Cette publication est également disponible en : English

Un écosystème de forêt fluviale dans le nord de la Californie, aux États-Unis, dans l’aire de répartition historique du castor américain (Castor canadensis). L’intégration des ingénieurs d’écosystème dans les décisions de restauration et de gestion peut conduire à de meilleurs résultats pour le fonctionnement de l’écosystème. (Crédit Photo : © Understory)

Par leur simple présence, certaines espèces, plantes ou animales peuvent fortement modifier le paysage, créer de nouveaux habitats pour la faune et augmenter la biodiversité. A l’Université de Lausanne (UNIL), des scientifiques ont mis au point une « boîte à outil » décrivant les mécanismes et conséquences liés à l’introduction de ces « ingénieurs des écosystèmes ». Cette feuille de route est destinée aux agences environnementales et aux responsables de programme de conservation, notamment. Elle vise à permettre l’intégration de ces espèces dans les projets de conservation de la biodiversité, quel que soit l’écosystème.

Gianalberto Losapio, Institut des dynamiques de la surface terrestre (IDYST)

De manière générale, dans les écosystèmes, toutes les espèces interagissent les unes avec les autres et avec leur environnement, participant ainsi au fonctionnement du milieu. Certaines espèces exercent cependant une influence bien plus importante que d’autres sur leurs semblables et sur l’environnement. On les appelle les ingénieurs des écosystèmes. 

L’un des exemples le plus connu est celui du castor. En construisant des barrages, les castors modifient le débit des cours d’eau et transforment les écosystèmes terrestres en zone humide, entraînant toute une cascade de processus et l’arrivée de nouveaux animaux. Or si les cas particuliers sont bien documentés, les mécanismes à l’œuvre dans leur globalité ne sont pas encore bien compris. 

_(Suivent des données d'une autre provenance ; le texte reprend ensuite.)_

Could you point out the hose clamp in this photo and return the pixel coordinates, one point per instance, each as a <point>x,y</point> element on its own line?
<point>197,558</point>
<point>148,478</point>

En collaboration avec une équipe de Stanford, des scientifiques de l’UNIL ont mis au point une «boîte à outil» pour prédire et mesurer l’influence des espèces sur les écosystèmes, selon différentes conditions. Cette feuille de route pourrait être utilisée par différents acteurs tels que les gestionnaires de zones protégées, les agences environnementales ou les responsables de programme de conservation et de restauration. Le but étant d’inclure les ingénieurs des écosystèmes dans les processus de préservation de la biodiversité, et de maintien des écosystèmes. Leur «review» a été publiée dans le journal Functional Ecology.

De l’observation à l’élaboration d’une marche à suivre

Pour établir ce cadre, les scientifiques ont procédé en plusieurs étapes. D’abord, il a fallu collecter les connaissances et la littérature concernant les ingénieurs des écosystèmes. Sur cette base, les chercheuses et chercheurs ont développé un cadre permettant de modéliser les effets des espèces, puis de les quantifier. Enfin, ils ont mis au point une marche à suivre pour permettre d’inclure autant que possible ces régulateurs naturels sur le terrain. 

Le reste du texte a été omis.